Fiscal Austerity and Suicide Rates
April 15, 2016
A study of data from five European countries found that government fiscal austerity measures (e.g. reductions in public sector salaries, pensions, and support for health care) is associated with increases in the suicide rate, especially for men in the 65-89 year age group. The analysis also suggested that unemployment benefits and government policies that prevent job loss can prevent suicides.

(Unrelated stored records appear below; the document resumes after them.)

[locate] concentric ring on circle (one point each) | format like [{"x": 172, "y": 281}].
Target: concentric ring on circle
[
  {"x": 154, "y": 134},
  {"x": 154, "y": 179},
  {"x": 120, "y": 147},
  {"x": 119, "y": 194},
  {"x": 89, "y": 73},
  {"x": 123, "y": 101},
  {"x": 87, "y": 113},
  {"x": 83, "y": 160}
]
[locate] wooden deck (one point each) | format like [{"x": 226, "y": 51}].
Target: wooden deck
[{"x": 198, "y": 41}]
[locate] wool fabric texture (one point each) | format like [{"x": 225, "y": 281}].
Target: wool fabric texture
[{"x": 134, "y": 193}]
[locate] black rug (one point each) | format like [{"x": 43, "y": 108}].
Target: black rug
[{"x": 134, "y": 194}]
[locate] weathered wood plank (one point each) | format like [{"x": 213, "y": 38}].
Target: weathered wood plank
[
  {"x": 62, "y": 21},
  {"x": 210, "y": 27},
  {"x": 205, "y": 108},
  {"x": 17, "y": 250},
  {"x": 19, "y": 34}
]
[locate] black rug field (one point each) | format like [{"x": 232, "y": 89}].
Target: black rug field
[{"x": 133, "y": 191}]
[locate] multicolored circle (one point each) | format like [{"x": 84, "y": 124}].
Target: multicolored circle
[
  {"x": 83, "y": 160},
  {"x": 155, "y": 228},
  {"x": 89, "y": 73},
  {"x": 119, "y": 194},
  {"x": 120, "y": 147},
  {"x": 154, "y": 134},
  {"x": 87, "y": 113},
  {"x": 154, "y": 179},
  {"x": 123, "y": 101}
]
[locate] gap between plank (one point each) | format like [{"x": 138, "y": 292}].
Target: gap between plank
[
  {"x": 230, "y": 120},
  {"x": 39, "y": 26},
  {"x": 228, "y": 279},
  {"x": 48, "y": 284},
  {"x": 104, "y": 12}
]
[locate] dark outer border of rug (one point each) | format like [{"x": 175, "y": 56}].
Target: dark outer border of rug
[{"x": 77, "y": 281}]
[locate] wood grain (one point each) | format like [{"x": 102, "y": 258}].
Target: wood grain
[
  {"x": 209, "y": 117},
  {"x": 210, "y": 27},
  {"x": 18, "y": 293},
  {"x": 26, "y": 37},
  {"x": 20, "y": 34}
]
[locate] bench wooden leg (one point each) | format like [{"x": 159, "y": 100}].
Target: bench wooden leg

This research concluded that fiscal austerity measures in Greece, Ireland, Italy, Spain, and Portugal was associated with a 37 percent increase in suicides among males from 2009 to 2014. The authors claimed that 54 percent of suicides among men aged 65-89 during 2011-12 were due to fiscal austerity. They also concluded that “unemployment is the leading cause of youth suicide” in these countries. Younger people were found to derive the most protection from suicide from unemployment benefits while older workers gain the most protection from policies that protect jobs. The authors suggest that this is because older workers feel that they will not find another job once they have been laid off.
Fiscal austerity has less impact upon the suicide rate among women, although the rate of suicide among women in the 25-44 age group starts to rise a year after austerity policies are implemented.
This summary is based on: Antonakakis, N., & Collins, A. (2015). The impact of fiscal austerity on suicide mortality: Evidence across the Eurozone periphery. Social Science and Medicine, 145, 63-78.